Merits of feature flags

Feature flags have become an absolute necessity when releasing new features rapidly and safely. Here are some of the ways that they bring value to your software:

  • Continuous Experimentation: Conduct experimental feature releases to small user segments to validate feasibility and popularity.
  • Risk Mitigation: Stabilize a system by quickly deactivating a problem feature, avoiding the risks of a rollback or immediate hotfix.
  • Panic Resolution: Disable an optional feature with high resource consumption during peak usage periods.
  • Increase Engineering Velocity: Feature flags allow you to continuously test in production without risks. This way, you can release your features much faster to your users and since you’re continuously validating your changes on a subset of users, you end up with higher-quality and less buggy releases.

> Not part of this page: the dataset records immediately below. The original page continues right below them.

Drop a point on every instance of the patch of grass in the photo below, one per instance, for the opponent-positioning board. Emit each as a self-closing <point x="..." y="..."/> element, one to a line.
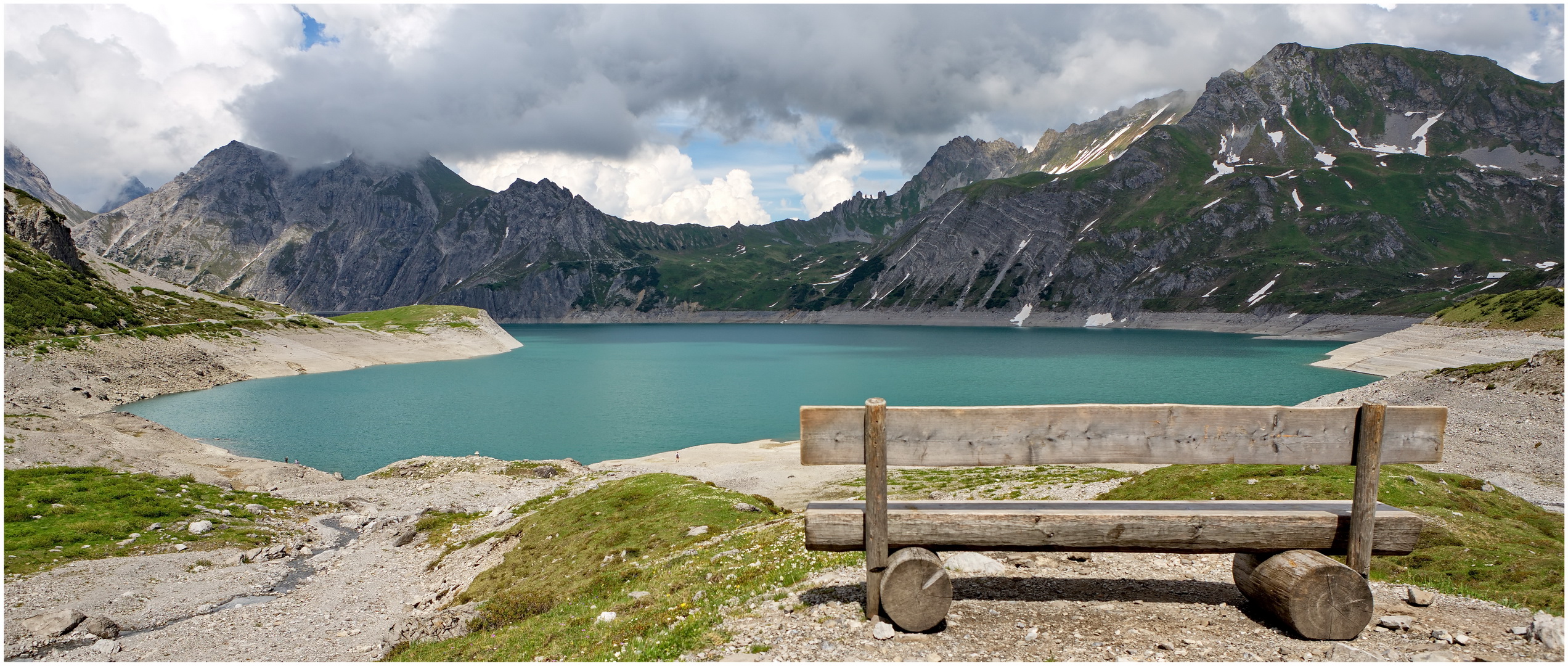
<point x="985" y="483"/>
<point x="1482" y="545"/>
<point x="411" y="319"/>
<point x="96" y="508"/>
<point x="44" y="297"/>
<point x="1465" y="372"/>
<point x="1538" y="309"/>
<point x="444" y="528"/>
<point x="581" y="555"/>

Challenges with feature flags

With time and as use-cases evolve, using feature flags can become complex, especially as some organizations opt for an in-house system which can lack the level of sophistication necessary to support your products.

Also, the build up of feature flags in your system can lead to messy code over time. These conditional statements scattered in your code base can disrupt the flow of your system and multiple code paths make it hard to determine the cause of an issue when it comes time to debug.

OpenFeature Standard

Thankfully, OpenFeature Standard tries to solve these challenges by providing an open standard for Feature Flag management. You can read more about the OpenFeature Standard at:

What you'll build

In this codelab, you'll build an app that makes use of Feature Flagging with the help of Clean Framework provided APIs based on Open Feature Standard. It will contain:

  • A login page that accepts an email
  • A counter page that styles itself based on feature flags; evaluated with email context
  • The counter decides the incrementing factor based on feature flags
..
Login Page
Counter page

What you'll learn

In this codelab, you'll learn to use the Feature Flagging APIs included in Clean Framework, in two different ways, viz. using FeatureBuilder and using OpenFeatureClient methods directly, including:

  • How to create your own FeatureProvider to fetch flag configuration from a JSON file
  • How to use FeatureScope to register the feature provider
  • How to use EvaluationContext to evaluate feature flags based on some state/context
  • How to use FeatureBuilder to resolve flags in UI
  • How to use OpenFeatureClient methods to resolve flags in non-UI code

What you'll need

  • Basic knowledge of Flutter development and Dart
  • Basic understanding of Feature Flag (read through the links provided above, in case you have missed them)
  • A code editor
  • The sample code (see next step)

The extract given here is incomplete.